La crise serait le signe d’un retard de l’art-chose sur le cours du monde, de son impuissance croissante à en capter les force. La crise qui s’est traduite par les excès spéculatif du marché, est en réalité profondément liée à une disjonction de l’art d’avec les mouvements d’un monde qui est en train de basculer de l’univers des choses à celui  des processus.  Dans un monde de processus, le fétichisme de la chose leste l’art et le fige, le replie sur le passé et lui ferme les voies du devenir. Ainsi devenu autiste, l’art contemporain coupé du monde devient incapable d’en capter esthétiquement les mouvements et pulsations..

[…]

Refonder l’art reviendrait simultanément à transformer esthétiquement la place du spectateur, à le sortir de son face-à-face univoque et statique avec l’œuvre-chose, et à l’inscrire dans un processus dialogique de production d’œuvres-processus. Dès lors que les œuvres sont libérées des formes fixes de la représentation, et des rigidités autoréférentielles du modernisme, elles s’ouvrent à une réception active des spectateurs telle qu’elle s’est notamment manifestée dans les performances du dernier quart du XXe siècle, en particulier dans les Happenings d’Allan Kaprow, l’art corporel, et nombre d’œuvres en situation.

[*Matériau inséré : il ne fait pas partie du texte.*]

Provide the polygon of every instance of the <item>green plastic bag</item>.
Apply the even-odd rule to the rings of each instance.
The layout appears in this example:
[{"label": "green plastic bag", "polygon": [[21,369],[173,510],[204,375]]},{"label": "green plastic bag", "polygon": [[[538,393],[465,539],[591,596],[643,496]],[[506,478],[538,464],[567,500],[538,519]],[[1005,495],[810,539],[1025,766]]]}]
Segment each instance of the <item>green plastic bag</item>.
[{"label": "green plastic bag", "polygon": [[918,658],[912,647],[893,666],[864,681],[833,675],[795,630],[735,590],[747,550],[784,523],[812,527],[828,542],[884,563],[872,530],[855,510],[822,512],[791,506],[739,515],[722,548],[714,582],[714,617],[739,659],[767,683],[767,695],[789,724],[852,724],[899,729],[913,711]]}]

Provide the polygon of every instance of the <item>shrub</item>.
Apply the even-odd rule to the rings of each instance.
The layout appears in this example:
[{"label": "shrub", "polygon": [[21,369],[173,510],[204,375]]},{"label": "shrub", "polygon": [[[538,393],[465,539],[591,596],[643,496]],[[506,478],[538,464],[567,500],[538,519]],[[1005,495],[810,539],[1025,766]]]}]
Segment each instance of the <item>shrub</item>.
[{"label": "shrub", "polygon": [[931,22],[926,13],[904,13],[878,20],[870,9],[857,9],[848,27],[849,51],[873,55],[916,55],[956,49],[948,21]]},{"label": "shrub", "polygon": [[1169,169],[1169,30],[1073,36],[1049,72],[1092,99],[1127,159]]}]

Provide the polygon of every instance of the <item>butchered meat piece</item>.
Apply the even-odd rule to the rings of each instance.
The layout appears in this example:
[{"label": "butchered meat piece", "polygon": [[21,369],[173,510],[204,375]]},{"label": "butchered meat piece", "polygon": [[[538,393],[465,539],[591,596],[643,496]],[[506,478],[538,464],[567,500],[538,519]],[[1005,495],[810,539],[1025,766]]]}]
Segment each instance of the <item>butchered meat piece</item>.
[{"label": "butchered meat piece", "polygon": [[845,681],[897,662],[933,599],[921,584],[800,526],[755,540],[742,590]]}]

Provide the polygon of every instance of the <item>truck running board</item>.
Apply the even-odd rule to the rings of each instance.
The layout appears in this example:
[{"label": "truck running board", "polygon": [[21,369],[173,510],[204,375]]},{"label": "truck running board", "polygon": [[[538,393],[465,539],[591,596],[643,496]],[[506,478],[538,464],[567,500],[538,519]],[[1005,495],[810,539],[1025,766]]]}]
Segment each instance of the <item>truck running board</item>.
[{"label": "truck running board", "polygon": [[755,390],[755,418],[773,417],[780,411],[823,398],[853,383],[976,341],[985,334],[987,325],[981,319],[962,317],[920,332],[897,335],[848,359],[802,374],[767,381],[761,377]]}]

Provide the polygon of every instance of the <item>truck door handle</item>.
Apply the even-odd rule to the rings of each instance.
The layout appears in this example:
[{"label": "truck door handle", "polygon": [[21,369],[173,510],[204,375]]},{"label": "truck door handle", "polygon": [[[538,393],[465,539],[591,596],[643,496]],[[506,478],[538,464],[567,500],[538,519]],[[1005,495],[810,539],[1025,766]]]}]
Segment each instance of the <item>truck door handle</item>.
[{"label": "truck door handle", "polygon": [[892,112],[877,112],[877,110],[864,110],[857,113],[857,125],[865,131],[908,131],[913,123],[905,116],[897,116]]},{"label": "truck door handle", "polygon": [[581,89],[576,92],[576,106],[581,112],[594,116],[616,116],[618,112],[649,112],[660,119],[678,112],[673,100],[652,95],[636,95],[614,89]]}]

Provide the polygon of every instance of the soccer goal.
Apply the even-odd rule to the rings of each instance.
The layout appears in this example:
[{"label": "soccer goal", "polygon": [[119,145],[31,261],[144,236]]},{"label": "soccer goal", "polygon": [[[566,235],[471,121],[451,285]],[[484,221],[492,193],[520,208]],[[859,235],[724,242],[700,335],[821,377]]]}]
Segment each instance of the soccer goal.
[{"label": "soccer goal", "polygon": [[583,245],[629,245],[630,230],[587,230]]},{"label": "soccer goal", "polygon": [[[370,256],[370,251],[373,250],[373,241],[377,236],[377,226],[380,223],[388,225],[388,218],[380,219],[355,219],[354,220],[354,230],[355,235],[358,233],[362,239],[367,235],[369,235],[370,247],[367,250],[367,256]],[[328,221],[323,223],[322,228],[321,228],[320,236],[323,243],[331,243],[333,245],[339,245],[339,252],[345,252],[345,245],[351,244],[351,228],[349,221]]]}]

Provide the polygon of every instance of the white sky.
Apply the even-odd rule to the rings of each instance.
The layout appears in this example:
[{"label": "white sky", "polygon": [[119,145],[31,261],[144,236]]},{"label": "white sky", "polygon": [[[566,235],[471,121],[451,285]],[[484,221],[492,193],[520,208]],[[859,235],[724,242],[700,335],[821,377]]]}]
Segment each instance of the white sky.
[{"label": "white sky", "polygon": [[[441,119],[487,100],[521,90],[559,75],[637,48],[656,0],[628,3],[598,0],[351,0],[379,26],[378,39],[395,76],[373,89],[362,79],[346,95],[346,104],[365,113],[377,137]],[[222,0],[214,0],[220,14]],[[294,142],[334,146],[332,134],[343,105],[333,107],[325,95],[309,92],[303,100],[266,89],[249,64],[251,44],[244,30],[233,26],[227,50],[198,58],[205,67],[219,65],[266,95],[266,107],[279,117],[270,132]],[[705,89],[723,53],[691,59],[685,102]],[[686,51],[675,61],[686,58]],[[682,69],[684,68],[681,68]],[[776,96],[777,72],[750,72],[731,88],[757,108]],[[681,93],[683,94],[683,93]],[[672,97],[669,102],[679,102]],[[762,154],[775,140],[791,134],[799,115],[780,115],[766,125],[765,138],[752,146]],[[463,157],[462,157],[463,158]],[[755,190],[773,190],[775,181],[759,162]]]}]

Ces œuvres-processus, qui reposent sur un alliage entre fabrication et exécution, entre l’art qui fabrique et celui qui exécute, entre les arts plastiques et le théâtre, inscrivent les spectateurs dans une expérience active et dialogique de l’art, et confèrent une épaisseur sociale aux œuvres. Une manière pour que l’art retrouve sa sensibilité au monde d’aujourd’hui..»

In Refonder l’art, des choses aux processus, A. Rouillé, Editorial N°254, Parisart, 6 novembre 2008

Motivation : Francis Guerrero

« Ancrage dans la réalité qui reste réelle dans l’œuvre.
Le travail d’un artiste dans un contexte donné, perd de son intérêt si ce contexte est déplacé pour être reproduit dans un cadre muséal. On ne peut plus parler alors de travail contextuel mais plutôt de reproduction réaliste d’une situation donnée.

Ici nous parlerons de travail circonstanciel, dans le sens où ce qui constitue l’œuvre c’est justement ce qui est en œuvre, ce qui se joue dans l’environnement du metteur en œuvre (celui qu’on nomme encore pour l’instant « artiste »).

Le contexte en tant que tel, comme condition de création, de diffusion et d’existence de l’œuvre.

L’œuvre dans un contexte n’est pas seule et occupe un espace partagé alors sa lecture est aussi multiple en fonction de l’intérêt des différents acteurs qui s’y confrontent.
Dans l’action contingente pour l’emploi des artistes Précaritas, annoncée comme œuvre, nous avons déjà pu constater qu’en fonction des interlocuteurs, différentes formes de regards et donc de discours se manifestaient (sociaux, sociologiques, politiques, esthétiques, militants, activistes, poétiques, a.n.p.e.tiques, informatiques, économiques…). Si c’est d’une part un gage du potentiel pédagogique de l’œuvre c’est aussi le rôle fondamental de toute œuvre qui doit pouvoir être appropriée par n’importe qui et à partir de son propre champ, son propre parcours, son expérience propre.

Alors l’art ne serait que l’art et paradoxalement ce serait pour ça qu’à côté d’autres disciplines il deviendrait médiant, endroit bancal des possibles et de l’impensé. »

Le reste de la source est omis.